MACHO 176.18833.411

Observation data Epoch J2000 Equinox J2000
- Constellation: Sagittarius
- Right ascension: 18^{h} 00^{m} 13.08^{s}
- Declination: −27° 15′ 39.1″
- Apparent magnitude (V): 17.462

Characteristics
- Variable type: RR Lyrae

Astrometry
- Distance: 24000±2000 ly (7300±600 pc)

Details
- Metallicity [Fe/H]: −1.62 ± 0.2 dex
- Other designations: MACHO 176.18833.411, OGLE BLG-RRLYR-10353

Database references
- SIMBAD: data

= MACHO 176.18833.411 =

Variable star

MACHO 176.18833.411 (OGLE BLG-RRLYR-10353) is an RR Lyrae variable star located in the galactic bulge of our Milky Way Galaxy.

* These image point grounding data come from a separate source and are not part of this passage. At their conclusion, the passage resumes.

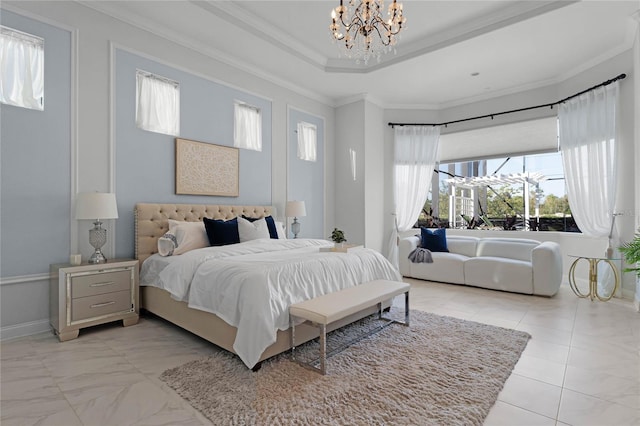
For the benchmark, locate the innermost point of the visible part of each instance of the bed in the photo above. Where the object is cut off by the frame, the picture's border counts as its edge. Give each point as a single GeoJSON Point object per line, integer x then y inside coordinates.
{"type": "Point", "coordinates": [151, 223]}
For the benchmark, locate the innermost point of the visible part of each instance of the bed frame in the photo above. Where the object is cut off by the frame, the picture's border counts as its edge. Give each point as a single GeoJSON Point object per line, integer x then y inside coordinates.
{"type": "Point", "coordinates": [151, 222]}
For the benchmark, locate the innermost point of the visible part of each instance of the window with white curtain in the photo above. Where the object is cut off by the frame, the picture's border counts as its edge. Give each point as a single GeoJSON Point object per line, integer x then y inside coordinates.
{"type": "Point", "coordinates": [21, 69]}
{"type": "Point", "coordinates": [247, 129]}
{"type": "Point", "coordinates": [157, 103]}
{"type": "Point", "coordinates": [307, 141]}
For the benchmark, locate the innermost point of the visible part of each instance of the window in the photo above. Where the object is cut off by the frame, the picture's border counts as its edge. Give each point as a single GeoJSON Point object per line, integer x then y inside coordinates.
{"type": "Point", "coordinates": [21, 69]}
{"type": "Point", "coordinates": [520, 189]}
{"type": "Point", "coordinates": [247, 130]}
{"type": "Point", "coordinates": [307, 139]}
{"type": "Point", "coordinates": [157, 103]}
{"type": "Point", "coordinates": [501, 203]}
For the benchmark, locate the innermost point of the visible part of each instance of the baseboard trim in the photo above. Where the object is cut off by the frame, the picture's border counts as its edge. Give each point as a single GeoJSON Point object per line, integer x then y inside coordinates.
{"type": "Point", "coordinates": [24, 279]}
{"type": "Point", "coordinates": [24, 329]}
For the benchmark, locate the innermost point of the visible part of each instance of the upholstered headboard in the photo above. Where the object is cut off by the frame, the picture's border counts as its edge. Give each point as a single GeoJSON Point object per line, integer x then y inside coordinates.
{"type": "Point", "coordinates": [151, 220]}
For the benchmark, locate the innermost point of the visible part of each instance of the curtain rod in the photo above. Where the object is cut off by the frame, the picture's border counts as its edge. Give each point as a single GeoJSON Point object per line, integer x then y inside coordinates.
{"type": "Point", "coordinates": [551, 105]}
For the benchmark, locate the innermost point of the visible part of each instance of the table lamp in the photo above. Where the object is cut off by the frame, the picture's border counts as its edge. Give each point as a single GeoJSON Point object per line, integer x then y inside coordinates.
{"type": "Point", "coordinates": [295, 209]}
{"type": "Point", "coordinates": [96, 206]}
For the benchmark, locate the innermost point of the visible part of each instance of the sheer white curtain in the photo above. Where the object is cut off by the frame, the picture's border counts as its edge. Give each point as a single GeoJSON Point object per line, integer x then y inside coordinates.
{"type": "Point", "coordinates": [21, 69]}
{"type": "Point", "coordinates": [158, 104]}
{"type": "Point", "coordinates": [247, 129]}
{"type": "Point", "coordinates": [416, 153]}
{"type": "Point", "coordinates": [587, 127]}
{"type": "Point", "coordinates": [307, 140]}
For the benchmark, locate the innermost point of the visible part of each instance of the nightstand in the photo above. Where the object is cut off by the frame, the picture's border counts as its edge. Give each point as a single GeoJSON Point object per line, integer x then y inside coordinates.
{"type": "Point", "coordinates": [91, 294]}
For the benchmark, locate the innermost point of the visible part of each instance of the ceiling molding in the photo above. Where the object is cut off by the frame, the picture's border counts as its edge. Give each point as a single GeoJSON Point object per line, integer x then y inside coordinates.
{"type": "Point", "coordinates": [357, 98]}
{"type": "Point", "coordinates": [249, 22]}
{"type": "Point", "coordinates": [204, 49]}
{"type": "Point", "coordinates": [509, 15]}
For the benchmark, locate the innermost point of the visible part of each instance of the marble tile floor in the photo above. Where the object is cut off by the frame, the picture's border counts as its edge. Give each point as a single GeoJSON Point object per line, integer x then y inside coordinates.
{"type": "Point", "coordinates": [581, 367]}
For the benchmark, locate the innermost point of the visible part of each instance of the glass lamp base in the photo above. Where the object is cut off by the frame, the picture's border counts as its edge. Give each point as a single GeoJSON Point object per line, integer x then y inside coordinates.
{"type": "Point", "coordinates": [295, 227]}
{"type": "Point", "coordinates": [97, 238]}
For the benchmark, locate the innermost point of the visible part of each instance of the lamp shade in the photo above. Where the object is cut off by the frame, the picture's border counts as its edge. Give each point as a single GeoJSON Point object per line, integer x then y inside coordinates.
{"type": "Point", "coordinates": [96, 205]}
{"type": "Point", "coordinates": [295, 209]}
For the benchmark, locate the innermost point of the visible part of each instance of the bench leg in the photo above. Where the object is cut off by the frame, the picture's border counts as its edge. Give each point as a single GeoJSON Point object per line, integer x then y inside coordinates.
{"type": "Point", "coordinates": [323, 348]}
{"type": "Point", "coordinates": [293, 338]}
{"type": "Point", "coordinates": [406, 308]}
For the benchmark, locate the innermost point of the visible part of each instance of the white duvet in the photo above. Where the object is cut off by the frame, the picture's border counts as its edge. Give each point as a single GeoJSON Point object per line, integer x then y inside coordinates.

However, it is not a galactic bulge star, it is a galactic halo star, which is on the part of its elliptical orbit that brings it within the bulge before returning to the outer parts of the galaxy, the halo. The star is currently located about 850 pc from the Galactic Center. As of 2015, this star has the highest velocity of any known RR Lyrae variable located in the bulge, moving at 482 km/s, only slightly below galactic escape velocity, and 5x the average velocity of bulge stars. Its nature was discovered as part of the BRAVA-RR survey.